“Why so? is he so much disliked?” asked Otto.

“Not what you might call disliked,” replied the old gentleman, “but despised, sir.”

“Indeed,” said the Prince, somewhat faintly.

“Yes, sir, despised,” nodded Killian, filling a long pipe, “and, to my way of thinking, justly despised. Here is a man with great opportunities, and what does he do with them? He hunts, and he dresses very prettily—which is a thing to be ashamed of in a man—and he acts plays; and if he does aught else, the news of it has not come here.”

“Yet these are all innocent,” said Otto. “What would you have him do—make war?”

“No, sir,” replied the old man. “But here it is: I have been fifty years upon this River Farm, and wrought in it, day in, day out; I have ploughed and sowed and reaped, and risen early, and waked late; and this is the upshot: that all these years it has supported me and my family; and been the best friend that ever I had, set aside my wife; and now, when my time comes, I leave it a better farm than when I found it. So it is, if a man works hearty in the order of nature, he gets bread and he receives comfort, and whatever he touches breeds. And it humbly appears to me, if that Prince was to labour on his throne, as I have laboured and wrought in my farm, he would find both an increase and a blessing.”

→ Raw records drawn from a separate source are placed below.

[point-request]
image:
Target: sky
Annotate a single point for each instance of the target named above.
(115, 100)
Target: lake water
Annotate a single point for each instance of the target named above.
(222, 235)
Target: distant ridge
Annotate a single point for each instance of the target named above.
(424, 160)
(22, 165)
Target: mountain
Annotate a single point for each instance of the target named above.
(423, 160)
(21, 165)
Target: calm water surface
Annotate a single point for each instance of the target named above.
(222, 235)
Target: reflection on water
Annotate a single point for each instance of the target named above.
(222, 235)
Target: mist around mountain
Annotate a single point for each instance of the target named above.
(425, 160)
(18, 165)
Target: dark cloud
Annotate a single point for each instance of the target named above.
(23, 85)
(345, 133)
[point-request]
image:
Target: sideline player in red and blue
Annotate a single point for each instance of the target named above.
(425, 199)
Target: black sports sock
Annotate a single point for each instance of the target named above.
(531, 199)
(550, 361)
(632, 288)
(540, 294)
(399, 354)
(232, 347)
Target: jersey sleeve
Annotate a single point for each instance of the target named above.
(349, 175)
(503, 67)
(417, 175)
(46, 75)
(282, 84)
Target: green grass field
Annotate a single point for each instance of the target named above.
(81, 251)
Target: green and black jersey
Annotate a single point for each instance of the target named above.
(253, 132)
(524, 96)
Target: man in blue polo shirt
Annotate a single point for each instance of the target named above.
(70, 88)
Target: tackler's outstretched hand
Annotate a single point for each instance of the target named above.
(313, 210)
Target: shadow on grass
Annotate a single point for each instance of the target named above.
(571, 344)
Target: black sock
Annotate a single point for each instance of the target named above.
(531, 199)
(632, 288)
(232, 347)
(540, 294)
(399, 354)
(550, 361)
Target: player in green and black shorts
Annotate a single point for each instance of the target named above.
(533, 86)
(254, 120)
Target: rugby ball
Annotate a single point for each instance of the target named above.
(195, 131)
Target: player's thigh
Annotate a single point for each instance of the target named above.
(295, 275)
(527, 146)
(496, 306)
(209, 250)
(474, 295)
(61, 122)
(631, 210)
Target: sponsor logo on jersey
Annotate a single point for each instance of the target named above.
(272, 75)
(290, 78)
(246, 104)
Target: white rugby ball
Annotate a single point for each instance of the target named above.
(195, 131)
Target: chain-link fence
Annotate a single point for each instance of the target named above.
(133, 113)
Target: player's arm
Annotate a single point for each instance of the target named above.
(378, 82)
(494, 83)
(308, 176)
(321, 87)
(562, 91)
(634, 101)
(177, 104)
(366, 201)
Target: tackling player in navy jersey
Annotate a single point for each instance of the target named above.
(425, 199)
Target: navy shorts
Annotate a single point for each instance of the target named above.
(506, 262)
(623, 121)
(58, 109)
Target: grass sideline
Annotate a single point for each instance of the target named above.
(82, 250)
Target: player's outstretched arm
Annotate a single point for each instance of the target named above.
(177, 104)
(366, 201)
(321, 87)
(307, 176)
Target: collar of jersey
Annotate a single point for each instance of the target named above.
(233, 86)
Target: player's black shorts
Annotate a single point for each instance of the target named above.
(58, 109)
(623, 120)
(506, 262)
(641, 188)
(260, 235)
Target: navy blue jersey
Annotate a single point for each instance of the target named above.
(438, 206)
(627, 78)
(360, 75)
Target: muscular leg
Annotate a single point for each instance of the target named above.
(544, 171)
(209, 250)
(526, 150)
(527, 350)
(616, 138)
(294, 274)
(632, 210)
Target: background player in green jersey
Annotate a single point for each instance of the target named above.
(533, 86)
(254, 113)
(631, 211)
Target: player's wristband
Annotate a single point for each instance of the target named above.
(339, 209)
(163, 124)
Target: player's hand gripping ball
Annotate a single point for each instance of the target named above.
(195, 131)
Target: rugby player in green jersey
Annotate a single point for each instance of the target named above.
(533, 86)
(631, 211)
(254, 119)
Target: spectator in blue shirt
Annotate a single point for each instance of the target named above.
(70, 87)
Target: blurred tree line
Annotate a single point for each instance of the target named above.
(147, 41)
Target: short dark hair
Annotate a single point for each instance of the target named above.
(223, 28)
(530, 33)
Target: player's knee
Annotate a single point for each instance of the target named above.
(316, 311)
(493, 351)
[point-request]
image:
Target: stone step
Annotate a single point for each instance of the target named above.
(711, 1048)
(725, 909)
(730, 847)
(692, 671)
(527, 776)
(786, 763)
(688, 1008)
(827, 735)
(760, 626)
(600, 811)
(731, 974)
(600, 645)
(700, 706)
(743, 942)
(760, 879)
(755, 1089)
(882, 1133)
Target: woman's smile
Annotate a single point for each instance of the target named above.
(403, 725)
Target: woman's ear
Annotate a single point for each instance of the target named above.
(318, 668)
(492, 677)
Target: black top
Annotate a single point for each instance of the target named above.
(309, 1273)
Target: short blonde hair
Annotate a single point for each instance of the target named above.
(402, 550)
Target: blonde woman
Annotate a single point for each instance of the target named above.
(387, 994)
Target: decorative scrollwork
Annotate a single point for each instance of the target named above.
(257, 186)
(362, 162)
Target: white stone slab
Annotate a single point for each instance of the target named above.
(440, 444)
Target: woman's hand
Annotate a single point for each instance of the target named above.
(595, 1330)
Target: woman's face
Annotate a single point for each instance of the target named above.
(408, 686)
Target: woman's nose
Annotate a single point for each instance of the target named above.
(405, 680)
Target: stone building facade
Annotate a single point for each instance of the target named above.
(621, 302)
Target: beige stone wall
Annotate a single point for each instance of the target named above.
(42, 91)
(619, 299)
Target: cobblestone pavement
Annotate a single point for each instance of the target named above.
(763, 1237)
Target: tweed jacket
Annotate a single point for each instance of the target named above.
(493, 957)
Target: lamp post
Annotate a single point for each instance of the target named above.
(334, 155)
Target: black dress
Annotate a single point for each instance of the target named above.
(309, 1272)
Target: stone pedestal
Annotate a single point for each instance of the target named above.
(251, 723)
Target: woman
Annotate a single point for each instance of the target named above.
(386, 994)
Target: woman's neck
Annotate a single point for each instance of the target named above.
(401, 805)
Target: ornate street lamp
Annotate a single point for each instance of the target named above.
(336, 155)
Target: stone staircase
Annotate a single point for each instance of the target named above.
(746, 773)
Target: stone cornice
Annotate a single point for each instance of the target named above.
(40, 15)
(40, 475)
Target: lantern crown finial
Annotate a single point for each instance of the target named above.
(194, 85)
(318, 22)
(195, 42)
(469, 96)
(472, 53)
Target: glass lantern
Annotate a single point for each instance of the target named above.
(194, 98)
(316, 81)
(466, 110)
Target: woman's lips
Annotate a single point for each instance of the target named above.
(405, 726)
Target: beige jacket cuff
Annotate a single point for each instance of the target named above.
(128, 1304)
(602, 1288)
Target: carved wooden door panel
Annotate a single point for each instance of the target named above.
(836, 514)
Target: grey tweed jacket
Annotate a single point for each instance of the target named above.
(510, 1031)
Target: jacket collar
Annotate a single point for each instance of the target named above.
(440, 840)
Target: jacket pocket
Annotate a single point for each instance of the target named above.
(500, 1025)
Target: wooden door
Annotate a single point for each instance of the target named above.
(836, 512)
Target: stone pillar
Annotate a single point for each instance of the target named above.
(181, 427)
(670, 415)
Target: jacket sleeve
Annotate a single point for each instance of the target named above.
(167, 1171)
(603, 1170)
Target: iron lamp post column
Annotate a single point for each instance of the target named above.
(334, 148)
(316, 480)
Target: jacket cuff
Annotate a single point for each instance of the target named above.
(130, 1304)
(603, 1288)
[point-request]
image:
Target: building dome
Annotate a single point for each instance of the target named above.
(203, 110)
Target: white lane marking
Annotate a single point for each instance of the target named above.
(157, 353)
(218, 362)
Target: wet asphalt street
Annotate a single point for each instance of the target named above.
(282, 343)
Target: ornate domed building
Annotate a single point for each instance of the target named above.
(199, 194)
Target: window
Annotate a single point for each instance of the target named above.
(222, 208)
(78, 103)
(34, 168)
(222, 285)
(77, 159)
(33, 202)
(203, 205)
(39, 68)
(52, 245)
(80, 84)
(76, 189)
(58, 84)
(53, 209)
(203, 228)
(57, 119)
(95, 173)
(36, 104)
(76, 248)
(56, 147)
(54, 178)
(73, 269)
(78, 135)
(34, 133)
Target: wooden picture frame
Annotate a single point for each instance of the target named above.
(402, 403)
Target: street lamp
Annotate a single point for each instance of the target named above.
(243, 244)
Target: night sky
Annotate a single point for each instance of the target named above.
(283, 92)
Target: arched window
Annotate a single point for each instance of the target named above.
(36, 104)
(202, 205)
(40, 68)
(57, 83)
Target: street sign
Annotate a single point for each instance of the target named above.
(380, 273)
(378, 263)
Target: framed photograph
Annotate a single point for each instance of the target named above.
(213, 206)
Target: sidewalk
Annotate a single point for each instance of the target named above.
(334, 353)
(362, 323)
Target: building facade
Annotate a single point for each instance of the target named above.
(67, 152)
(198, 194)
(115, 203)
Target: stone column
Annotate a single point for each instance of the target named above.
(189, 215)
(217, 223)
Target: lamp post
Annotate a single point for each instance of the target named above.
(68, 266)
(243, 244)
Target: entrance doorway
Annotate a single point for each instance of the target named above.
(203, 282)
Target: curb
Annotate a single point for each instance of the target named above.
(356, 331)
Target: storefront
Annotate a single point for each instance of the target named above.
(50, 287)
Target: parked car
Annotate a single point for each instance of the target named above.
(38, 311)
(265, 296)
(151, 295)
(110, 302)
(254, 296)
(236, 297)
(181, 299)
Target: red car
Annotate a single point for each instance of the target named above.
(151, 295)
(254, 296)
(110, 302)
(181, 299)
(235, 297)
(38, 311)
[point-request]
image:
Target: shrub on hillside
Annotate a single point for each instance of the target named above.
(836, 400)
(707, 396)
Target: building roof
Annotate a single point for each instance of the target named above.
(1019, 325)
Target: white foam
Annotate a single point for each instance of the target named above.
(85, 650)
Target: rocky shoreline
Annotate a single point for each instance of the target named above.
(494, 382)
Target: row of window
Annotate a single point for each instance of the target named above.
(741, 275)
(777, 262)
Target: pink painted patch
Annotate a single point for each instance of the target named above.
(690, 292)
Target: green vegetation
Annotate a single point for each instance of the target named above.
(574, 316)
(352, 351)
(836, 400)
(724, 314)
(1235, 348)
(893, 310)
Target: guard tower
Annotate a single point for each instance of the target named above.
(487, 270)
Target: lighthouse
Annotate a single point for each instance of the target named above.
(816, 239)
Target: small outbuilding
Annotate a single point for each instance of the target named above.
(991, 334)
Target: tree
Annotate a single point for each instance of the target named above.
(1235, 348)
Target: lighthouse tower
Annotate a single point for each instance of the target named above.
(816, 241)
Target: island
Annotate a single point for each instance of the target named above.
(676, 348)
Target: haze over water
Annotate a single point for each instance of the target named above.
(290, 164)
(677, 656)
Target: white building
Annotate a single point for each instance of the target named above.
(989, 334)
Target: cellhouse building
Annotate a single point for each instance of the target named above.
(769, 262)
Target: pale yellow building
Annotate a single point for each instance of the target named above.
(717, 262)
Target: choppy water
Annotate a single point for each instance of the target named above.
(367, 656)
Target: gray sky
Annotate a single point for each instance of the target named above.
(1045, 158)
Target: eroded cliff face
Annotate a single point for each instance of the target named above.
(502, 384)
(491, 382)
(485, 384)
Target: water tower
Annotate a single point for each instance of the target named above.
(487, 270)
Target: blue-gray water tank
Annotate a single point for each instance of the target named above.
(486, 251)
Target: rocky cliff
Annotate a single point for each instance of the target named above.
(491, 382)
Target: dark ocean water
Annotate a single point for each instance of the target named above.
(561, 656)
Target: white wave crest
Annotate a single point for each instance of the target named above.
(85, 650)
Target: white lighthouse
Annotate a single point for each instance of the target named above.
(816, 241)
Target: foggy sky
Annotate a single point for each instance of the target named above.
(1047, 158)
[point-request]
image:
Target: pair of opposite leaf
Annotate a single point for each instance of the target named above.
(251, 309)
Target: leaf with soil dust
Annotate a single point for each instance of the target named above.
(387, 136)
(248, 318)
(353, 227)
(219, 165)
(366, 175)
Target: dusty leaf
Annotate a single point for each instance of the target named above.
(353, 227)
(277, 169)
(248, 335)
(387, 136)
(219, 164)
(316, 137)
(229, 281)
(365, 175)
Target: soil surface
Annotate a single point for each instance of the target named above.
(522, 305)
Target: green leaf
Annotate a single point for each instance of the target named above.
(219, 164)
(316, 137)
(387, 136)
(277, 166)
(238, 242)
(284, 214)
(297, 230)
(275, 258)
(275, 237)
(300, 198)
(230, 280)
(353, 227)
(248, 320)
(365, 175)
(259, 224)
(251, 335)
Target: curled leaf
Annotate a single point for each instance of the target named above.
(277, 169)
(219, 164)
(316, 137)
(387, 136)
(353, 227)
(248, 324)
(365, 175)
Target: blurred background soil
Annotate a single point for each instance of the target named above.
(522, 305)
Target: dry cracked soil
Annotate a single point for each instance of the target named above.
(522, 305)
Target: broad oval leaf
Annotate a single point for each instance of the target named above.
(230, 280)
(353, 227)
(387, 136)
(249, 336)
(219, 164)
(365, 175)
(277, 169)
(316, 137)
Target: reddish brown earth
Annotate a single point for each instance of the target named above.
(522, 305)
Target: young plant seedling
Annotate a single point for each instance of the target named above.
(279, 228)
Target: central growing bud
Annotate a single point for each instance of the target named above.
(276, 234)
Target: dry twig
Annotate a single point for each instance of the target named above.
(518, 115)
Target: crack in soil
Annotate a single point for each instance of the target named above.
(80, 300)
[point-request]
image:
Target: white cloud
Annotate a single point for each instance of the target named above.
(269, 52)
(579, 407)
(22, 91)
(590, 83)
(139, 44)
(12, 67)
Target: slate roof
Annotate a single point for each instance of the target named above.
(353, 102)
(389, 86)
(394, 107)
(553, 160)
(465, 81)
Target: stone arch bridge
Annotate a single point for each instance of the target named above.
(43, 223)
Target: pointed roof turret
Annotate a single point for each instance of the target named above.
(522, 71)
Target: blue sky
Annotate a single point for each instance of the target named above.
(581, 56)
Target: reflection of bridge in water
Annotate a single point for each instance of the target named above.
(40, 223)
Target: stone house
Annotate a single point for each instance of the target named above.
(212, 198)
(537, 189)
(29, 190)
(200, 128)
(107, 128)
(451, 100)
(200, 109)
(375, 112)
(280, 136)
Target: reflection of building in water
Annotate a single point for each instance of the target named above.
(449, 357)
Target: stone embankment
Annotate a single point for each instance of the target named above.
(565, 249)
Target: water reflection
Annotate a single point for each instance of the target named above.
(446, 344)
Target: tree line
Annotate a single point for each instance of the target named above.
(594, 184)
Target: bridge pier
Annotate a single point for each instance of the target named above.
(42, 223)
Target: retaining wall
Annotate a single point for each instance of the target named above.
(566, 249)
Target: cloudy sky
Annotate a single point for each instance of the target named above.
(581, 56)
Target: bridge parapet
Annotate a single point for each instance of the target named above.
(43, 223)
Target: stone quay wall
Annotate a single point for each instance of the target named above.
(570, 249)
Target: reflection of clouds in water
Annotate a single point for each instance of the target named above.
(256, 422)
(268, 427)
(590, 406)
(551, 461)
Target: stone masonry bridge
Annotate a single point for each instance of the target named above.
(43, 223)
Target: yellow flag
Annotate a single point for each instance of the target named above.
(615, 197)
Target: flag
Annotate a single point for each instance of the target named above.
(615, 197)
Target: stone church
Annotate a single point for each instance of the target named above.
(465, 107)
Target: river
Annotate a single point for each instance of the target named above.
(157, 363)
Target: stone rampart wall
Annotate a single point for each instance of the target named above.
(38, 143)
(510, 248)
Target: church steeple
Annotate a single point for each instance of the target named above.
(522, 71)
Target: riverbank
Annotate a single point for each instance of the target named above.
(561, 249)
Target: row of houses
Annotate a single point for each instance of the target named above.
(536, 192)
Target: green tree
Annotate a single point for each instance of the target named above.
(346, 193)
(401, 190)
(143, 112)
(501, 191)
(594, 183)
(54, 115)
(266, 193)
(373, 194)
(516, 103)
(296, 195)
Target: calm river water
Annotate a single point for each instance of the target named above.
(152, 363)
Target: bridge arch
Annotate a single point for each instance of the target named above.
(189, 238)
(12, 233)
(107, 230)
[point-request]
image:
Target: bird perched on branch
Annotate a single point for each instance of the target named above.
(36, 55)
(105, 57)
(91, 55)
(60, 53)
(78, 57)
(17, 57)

“I believe with you, sir,” Otto said; “and yet the parallel is inexact. For the farmer’s life is natural and simple; but the prince’s is both artificial and complicated. It is easy to do right in the one, and exceedingly difficult not to do wrong in the other. If your crop is blighted, you can take off your bonnet and say, ‘God’s will be done’; but if the prince meets with a reverse, he may have to blame himself for the attempt. And, perhaps, if all the kings in Europe were to confine themselves to innocent amusement, the subjects would be the better off.”

“Ay,” said the young man Fritz, “you are in the right of it there. That was a true word spoken. And I see you are like me, a good patriot and an enemy to princes.”

Otto was somewhat abashed at this deduction, and he made haste to change his ground. “But,” said he, “you surprise me by what you say of this Prince Otto. I have heard him, I must own, more favourably painted. I was told he was, in his heart, a good fellow, and the enemy of no one but himself.”